Esclusive per gli abbonati
Newsletters
About
UU è una rivista di sport fondata a luglio del 2013, da ottobre 2022 è indipendente e si sostiene grazie agli abbonamenti dei suoi lettori
Segui UltimoUomo
Cookie policy
Preferenze
→ UU Srls - Via Parigi 11 00185 Roma - P. IVA 14451341003 - ISSN 2974-5217.
Menu
Articolo
Becky Hammon è pronta per la NBA
13 gen 2021
Aver allenato la partita contro i Lakers è stato solo il primo passo.
(articolo)
14 min
Dark mode
(ON)

Quando lo scorso 30 dicembre, a metà del secondo quarto della partita contro i Los Angeles Lakers, Becky Hammon ha preso in mano le redini della panchina dei San Antonio Spurs, diventando di fatto la prima donna ad allenare una squadra NBA, nessuno avrebbe dovuto stupirsi. Lo stesso Gregg Popovich, una volta esibitosi nella sua classica espulsione di inizio stagione per mandare un messaggio ai suoi giocatori, si è voltato con naturalezza verso Hammon e le ha detto: «Te ne occupi tu».

Chi conosceva la carriera di Becky Hammon già sapeva che era solo una questione di tempo. Forse per questo nella sua prima dichiarazione post-partita Hammon si stupiva più che altro per il campo in cui le era capitata l’occasione (e dove gli Spurs hanno dovuto cedere contro i campioni in carica per 121 a 107): «Stasera non sono entrata nel palazzetto pensando che avrei guidato la squadra, ma a volte è così che vanno le cose. Più di ogni altra cosa, stanotte avrei voluto una vittoria».

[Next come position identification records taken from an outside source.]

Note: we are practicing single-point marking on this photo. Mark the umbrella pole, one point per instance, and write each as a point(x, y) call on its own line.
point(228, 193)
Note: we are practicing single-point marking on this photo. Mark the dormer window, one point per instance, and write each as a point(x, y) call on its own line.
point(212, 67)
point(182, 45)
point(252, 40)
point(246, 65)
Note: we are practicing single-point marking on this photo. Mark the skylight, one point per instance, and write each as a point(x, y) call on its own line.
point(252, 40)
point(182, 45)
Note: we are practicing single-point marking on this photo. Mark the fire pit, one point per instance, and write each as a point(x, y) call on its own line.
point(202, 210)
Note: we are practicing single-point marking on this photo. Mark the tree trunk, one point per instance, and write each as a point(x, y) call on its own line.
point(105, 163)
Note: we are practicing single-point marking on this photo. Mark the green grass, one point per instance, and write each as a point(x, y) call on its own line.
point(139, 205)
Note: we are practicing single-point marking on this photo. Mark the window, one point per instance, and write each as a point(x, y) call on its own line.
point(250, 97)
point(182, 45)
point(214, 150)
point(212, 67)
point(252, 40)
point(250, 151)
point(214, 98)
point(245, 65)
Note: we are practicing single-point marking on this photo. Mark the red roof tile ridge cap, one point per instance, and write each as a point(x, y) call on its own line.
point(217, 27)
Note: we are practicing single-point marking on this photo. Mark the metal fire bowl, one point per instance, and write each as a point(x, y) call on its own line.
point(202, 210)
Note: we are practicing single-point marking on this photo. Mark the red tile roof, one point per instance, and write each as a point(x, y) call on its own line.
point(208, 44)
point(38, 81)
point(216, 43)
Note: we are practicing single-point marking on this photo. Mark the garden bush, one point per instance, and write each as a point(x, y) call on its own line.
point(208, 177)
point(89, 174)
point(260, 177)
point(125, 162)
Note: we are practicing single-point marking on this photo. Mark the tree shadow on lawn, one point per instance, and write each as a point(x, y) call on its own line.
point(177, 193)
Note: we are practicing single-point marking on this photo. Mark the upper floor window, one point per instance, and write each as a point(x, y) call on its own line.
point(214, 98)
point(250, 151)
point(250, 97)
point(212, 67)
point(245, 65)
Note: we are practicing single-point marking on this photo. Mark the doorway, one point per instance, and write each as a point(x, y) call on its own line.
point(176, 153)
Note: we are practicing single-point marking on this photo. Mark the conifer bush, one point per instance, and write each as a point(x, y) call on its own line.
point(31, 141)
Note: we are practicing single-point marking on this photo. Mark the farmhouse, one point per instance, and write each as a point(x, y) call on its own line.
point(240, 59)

Un successo sui Lakers sarebbe stato importante non solo perché è questo che viene chiesto a ogni allenatore, ma anche per zittire qualche pregiudizio che dal 2013 circonda la sua posizione come assistente di Gregg Popovich. A fronte del grande giubilo con cui è stata accolta dai media la notizia, Hammon ha gli occhi puntati addosso non solo in senso buono, o su un piano sportivo, ma anche su quello sociale, e sa anche che l’unico modo possibile per zittire le malelingue in un mondo a grande maggioranza maschile come quello della NBA è portare a casa il risultato. Non ci sono sconti per allenatori ben più accreditati di lei, figuriamoci per una donna che cerca di uscire dal tracciato. Per una donna, cioè, che da sette anni a questa parte si è intestardita a voler allenare una squadra NBA.

«Ovviamente è una cosa importantissima, è stato un momento considerevole», ha dichiarato ancora dopo la partita, a una giornalista di Sports Tonight che proprio non ce l’ha fatta a soprassedere sul fatto che quella sera rappresentava anche un evento storico, l’ennesima “prima volta” di una donna. Hammon, tesa in volto per la sconfitta, ha risposto con la solita professionalità e controllo, facendo capire fra le righe che quel primato in realtà affonda le sue radici in una storia che è lunga quasi come quella della sua vita. Una vita sintetizzata in una frase: «Sono arrivata a San Antonio con uno scambio nel 2007, quando giocavo nella WNBA, e quindi fra gli Spurs e le Stars sono a San Antonio ormai da 13 anni. Ci ho investito un sacco di tempo, e loro hanno investito un sacco di tempo in me, nel formarmi e nel migliorarmi».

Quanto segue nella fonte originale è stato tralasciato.